Effecting Our Initial Business Combination

General

We are not presently engaged in, and we will not engage in, any operations for an indefinite period of time. We intend to effectuate our initial Business Combination using cash held in the Trust Account, our equity, debt or a combination of these as the consideration. We may seek to complete our initial Business Combination with a company or business that may be financially unstable or in its early stages of development or growth, which would subject us to the numerous risks inherent in such companies and businesses.

If our initial Business Combination is paid for using equity or debt securities, or not all of the funds released from the Trust Account are used for payment of the consideration in connection with our initial Business Combination or used for redemptions of our Class A common stock, we may apply the balance of the cash released to us from the Trust Account for general corporate purposes, including for maintenance or expansion of operations of the post-transaction company, the payment of principal or interest due on indebtedness incurred in completing our initial Business Combination, to fund the purchase of other companies or for working capital.

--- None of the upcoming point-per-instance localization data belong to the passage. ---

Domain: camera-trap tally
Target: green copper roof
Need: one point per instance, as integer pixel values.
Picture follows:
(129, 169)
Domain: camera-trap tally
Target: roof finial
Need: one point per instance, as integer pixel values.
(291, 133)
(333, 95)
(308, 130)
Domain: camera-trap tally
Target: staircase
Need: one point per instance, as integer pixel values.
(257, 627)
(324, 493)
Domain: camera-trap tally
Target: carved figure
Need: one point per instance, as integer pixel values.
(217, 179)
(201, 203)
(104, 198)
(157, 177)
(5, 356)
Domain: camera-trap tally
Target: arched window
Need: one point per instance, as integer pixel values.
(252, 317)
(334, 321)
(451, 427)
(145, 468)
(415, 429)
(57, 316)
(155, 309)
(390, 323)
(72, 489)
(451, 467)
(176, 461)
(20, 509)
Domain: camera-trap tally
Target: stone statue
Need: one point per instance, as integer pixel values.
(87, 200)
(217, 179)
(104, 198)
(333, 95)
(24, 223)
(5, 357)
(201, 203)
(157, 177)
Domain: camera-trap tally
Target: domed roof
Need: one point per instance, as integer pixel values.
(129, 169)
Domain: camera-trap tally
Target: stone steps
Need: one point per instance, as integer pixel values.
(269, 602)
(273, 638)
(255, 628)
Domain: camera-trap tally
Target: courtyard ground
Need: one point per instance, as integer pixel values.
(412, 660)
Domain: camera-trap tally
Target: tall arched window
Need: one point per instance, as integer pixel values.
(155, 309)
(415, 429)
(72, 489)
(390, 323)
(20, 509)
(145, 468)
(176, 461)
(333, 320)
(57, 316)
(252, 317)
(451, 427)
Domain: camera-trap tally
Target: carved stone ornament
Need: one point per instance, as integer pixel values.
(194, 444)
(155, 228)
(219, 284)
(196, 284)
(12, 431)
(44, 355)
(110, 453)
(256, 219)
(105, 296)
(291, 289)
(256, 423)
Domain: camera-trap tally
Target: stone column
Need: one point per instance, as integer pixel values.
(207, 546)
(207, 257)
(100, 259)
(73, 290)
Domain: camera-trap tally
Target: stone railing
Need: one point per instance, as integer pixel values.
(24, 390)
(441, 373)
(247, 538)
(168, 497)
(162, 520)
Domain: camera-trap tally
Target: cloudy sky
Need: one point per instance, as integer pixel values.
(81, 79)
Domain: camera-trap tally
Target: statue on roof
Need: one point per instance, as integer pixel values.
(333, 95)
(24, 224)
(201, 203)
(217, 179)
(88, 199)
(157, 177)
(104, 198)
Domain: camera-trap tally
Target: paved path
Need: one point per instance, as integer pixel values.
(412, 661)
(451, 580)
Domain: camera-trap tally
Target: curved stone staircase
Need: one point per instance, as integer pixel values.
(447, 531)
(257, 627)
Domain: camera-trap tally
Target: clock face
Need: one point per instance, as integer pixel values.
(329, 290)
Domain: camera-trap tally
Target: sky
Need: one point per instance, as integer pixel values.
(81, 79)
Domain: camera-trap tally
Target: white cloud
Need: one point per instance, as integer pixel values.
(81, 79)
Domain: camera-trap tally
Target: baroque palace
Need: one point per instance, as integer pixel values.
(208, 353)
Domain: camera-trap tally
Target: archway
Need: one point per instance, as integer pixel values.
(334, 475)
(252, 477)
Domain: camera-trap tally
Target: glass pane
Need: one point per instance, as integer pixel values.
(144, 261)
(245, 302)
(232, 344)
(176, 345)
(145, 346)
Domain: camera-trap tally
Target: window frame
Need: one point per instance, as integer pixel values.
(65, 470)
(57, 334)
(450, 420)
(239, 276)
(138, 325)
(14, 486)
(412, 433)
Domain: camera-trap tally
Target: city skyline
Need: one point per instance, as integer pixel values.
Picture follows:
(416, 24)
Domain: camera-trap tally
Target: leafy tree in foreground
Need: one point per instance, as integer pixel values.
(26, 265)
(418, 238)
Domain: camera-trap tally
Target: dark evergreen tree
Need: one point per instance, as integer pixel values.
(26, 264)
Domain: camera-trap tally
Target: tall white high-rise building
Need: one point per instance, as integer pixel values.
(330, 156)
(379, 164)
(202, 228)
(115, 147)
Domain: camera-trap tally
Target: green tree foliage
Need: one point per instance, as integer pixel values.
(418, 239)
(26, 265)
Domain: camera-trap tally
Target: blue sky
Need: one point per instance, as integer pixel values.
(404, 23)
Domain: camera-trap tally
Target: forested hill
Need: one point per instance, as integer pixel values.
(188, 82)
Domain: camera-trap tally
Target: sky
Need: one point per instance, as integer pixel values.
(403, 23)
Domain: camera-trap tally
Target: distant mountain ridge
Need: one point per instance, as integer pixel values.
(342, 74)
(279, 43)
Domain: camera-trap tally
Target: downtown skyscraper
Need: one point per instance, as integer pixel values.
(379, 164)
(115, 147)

We may seek to raise additional funds through a private offering of debt or equity securities in connection with the completion of our initial Business Combination, and we may effectuate our initial Business Combination using the proceeds of such offering rather than using the amounts held in the Trust Account. In addition, we intend to target businesses with enterprise values that are greater than we could acquire with the net proceeds of the Public Offering and the Private Placement, and, as a result, if the cash portion of the purchase price exceeds the amount available from the Trust Account, net of amounts needed to satisfy any redemptions by public stockholders, we may be required to seek additional financing to complete such proposed initial Business Combination. Subject to compliance with applicable securities laws, we would expect to complete such financing only simultaneously with the completion of our initial Business Combination. In the case of an initial Business Combination funded with assets other than the Trust Account assets, our proxy materials or tender offer documents disclosing the initial Business Combination would disclose the terms of the financing and, only if required by law, we would seek stockholder approval of such financing. There is no limitation on our ability to raise funds through the issuance of equity or equity-linked securities or through loans, advances or other indebtedness in connection with our initial Business Combination, including pursuant to forward purchase agreements or backstop agreements. At this time, we are not a party to any arrangement or understanding with any third party with respect to raising any additional funds through the sale of securities or otherwise. None of our Sponsors, officers, directors or stockholders are required to provide any financing to us in connection with or after our initial Business Combination.